Tailscale and configuring additional Google Workspace two-factor authentication for SSH connections

Question

We are trialing Tailscale set-up for production server SSH connections. We are using Google Workspace as the identity provider for Tailscale.

Because production servers are more security critical than general data related to Google Workspaces, we'd like to ensure that any Tailscale session has a shorter session timeout and always be asked for two-factor authentication.

By default, Google Workspace asks two-factor authentication only once per browser, which is fine if you want to access Docs, email and such.

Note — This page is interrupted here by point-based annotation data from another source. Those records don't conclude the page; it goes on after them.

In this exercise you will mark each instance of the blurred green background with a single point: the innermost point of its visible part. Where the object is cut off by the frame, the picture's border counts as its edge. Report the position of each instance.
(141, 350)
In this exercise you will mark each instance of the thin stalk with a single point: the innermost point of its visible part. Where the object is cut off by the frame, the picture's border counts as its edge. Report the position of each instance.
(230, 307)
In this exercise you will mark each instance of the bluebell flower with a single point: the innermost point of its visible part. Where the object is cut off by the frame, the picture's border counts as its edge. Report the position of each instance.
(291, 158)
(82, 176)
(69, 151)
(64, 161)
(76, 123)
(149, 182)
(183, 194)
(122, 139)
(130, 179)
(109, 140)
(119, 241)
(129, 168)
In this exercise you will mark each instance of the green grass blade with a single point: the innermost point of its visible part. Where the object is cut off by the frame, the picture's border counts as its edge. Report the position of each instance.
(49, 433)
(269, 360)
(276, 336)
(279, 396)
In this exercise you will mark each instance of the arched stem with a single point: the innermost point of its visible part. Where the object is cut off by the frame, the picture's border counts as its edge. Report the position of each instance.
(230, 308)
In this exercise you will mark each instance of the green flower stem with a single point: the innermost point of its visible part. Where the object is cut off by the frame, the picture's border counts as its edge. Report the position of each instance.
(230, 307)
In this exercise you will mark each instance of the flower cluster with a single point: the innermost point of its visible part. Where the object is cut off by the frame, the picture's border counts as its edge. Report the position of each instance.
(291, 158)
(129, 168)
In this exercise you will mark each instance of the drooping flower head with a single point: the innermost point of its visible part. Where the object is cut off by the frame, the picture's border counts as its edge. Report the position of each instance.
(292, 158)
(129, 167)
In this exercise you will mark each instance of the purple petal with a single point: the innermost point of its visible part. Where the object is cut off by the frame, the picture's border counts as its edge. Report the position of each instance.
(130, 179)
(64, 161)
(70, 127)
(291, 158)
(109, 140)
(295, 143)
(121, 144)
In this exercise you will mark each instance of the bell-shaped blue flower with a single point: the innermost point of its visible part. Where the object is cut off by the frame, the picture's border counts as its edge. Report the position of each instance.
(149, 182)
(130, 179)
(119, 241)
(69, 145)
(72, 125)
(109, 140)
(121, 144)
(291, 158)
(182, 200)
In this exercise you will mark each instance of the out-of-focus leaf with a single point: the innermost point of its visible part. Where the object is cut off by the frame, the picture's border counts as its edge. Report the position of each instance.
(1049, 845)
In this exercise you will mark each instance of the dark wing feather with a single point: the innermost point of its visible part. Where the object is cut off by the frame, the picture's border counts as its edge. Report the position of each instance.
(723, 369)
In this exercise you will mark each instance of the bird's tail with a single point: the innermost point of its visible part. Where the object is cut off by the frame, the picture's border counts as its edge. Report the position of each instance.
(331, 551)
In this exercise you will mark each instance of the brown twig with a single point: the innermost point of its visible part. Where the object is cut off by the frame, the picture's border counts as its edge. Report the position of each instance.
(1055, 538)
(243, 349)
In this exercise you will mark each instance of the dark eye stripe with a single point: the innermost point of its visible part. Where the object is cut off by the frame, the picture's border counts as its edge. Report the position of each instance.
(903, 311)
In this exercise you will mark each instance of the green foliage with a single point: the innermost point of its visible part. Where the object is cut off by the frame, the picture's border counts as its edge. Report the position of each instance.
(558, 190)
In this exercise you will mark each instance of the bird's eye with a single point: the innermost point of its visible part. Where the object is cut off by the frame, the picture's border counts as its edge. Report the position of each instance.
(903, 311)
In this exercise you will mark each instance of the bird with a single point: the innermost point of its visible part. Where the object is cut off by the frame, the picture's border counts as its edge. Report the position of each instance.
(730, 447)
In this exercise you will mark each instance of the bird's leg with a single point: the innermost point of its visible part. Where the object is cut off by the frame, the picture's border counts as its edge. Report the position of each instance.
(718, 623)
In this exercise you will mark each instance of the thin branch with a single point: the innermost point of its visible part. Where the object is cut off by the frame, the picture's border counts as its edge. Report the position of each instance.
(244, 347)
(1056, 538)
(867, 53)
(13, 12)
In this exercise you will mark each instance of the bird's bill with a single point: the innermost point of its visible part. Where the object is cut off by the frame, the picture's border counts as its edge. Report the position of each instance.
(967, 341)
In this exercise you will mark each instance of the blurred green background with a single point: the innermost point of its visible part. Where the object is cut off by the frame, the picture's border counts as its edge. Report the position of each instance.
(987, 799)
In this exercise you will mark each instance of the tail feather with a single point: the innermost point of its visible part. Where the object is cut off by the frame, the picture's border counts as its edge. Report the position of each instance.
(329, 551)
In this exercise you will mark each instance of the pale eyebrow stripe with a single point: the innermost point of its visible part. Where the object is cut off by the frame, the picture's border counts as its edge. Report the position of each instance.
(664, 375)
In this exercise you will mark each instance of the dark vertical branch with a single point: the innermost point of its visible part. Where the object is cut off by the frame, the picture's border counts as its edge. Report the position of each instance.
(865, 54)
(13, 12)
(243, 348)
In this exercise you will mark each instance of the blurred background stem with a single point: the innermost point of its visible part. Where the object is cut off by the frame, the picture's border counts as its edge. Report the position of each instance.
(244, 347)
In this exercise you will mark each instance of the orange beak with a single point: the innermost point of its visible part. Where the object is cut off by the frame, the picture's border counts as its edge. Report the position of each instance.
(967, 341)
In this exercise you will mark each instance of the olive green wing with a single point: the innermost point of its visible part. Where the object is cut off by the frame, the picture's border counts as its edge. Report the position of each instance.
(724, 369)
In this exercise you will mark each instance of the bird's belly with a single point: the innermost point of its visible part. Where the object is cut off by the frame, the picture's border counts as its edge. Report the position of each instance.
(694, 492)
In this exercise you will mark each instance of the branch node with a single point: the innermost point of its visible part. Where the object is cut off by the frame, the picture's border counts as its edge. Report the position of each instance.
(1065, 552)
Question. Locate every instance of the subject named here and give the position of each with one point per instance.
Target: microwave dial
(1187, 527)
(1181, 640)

It does not do additional two-factor authentication request after user has logged into the service in their browser.

• Can Tailscale and Google Workspace identity provider configured so that for Tailscale application / integration (whatever is the correct language), Google prompts two-factor authentication code every 24h minimum?

• Does Google Workspace support per-application security rules for login to make some applications more security critical?

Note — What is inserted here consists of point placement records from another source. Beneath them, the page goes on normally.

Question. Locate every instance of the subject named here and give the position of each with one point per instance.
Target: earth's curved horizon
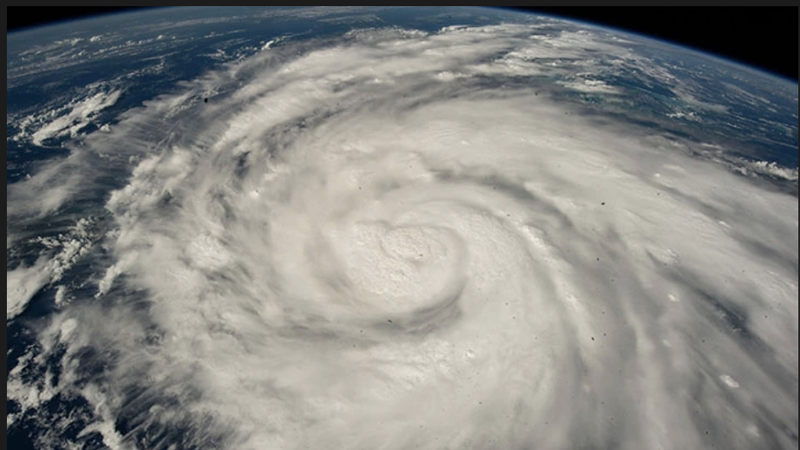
(395, 228)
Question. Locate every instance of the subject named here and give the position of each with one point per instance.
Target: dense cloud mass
(373, 243)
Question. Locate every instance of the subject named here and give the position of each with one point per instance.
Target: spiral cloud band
(374, 243)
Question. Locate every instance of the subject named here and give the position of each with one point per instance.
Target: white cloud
(318, 252)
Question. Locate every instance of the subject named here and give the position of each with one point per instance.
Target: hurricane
(394, 239)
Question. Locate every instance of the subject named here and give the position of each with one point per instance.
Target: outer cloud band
(376, 245)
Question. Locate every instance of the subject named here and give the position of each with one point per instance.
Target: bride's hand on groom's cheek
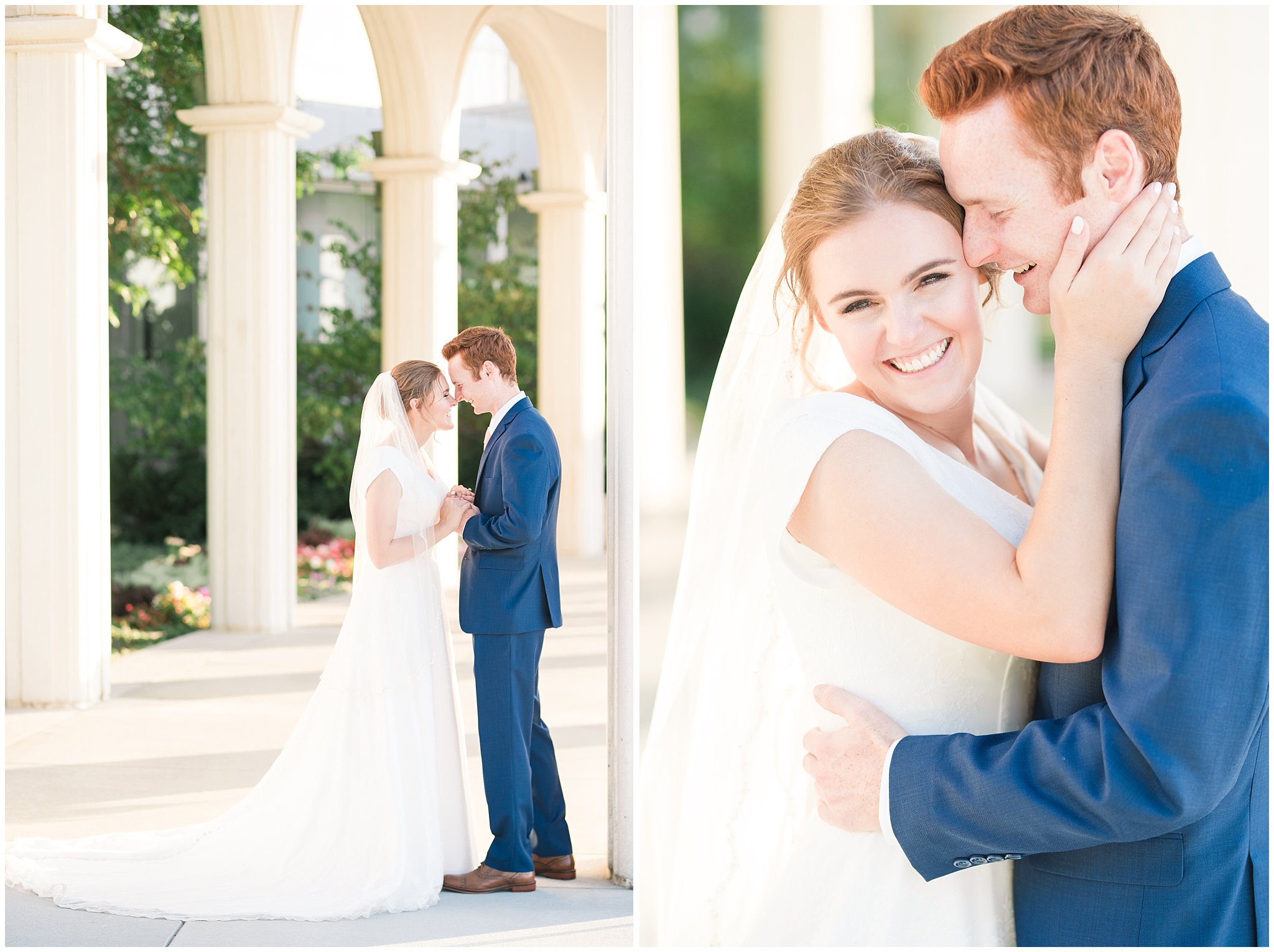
(846, 763)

• We also found out that Tailscale SSH, unlike e.g Cloudflare Zero, does not seem to work with google-authenticator PAM module which could be a workaround. Please correct me if I am wrong here.

Answer 1

One way to solve this is to use Passkey authentication (currently in beta mode for Tailscale).

• Passkey authentication can be performed on your paired mobile phone when using Google Chrome or a hardware device on Firefox (Yubikey)

• The added bonus is that Passkey is more secure than password as it is tied to a security enclave of a specific device and is phishing proof

• Passkey also does not you to require to open additional accounts on identity providers (Google, Okta, Microsoft, Apple)

• Passkey authentication correctly respects any session timeout you can configure for it, e.g. to avoid issues with stolen devices

Here is an example how to configure timeout:

{
    "acls": [
        // Allow all connections.
        {"action": "accept", "src": ["*"], "dst": ["*:*"]},
    ],
    "groups": {
        "group:operator": [
            "foo@passkey",
            "bar@passkey",
        ],
    },
    "tagOwners": {
        "tag:prod": ["group:operator"],
    },
    "ssh": [
        // The default SSH policy, which lets users SSH into devices they own.
        // Learn more at https://tailscale.com/kb/1193/tailscale-ssh/
        {
            "action":      "check",
            "src":         ["group:operator"],
            "dst":         ["tag:prod"],
            "users":       ["autogroup:nonroot"],
            // Force reauth every 24h
            "checkPeriod": "24h",
        },
    ],

Answer 2

A quick google search you can adjust the frequency of 2fa prompts in your Admin console.

https://support.google.com/a/answer/9176657?hl=en (Scroll down to frequency)

Workspace does not appear to support per-application rules, so I suppose you’ll just have to re-authenticate all the time. Tailscale seems to have an experimental PAM module here.

https://github.com/tailscale/pam

And because this uses your tailscale credentials you can use your Workspace account with it and setup authentication rules in your Admin console. However, this is a project that isn’t meant to be used in production settings yet. The page warns you about it being proof of concept, and how the security of the project is still unknown. Additionally, it’s in no way Google’s PAM module, and tailscale’s compatibility with that is completely unknown to me.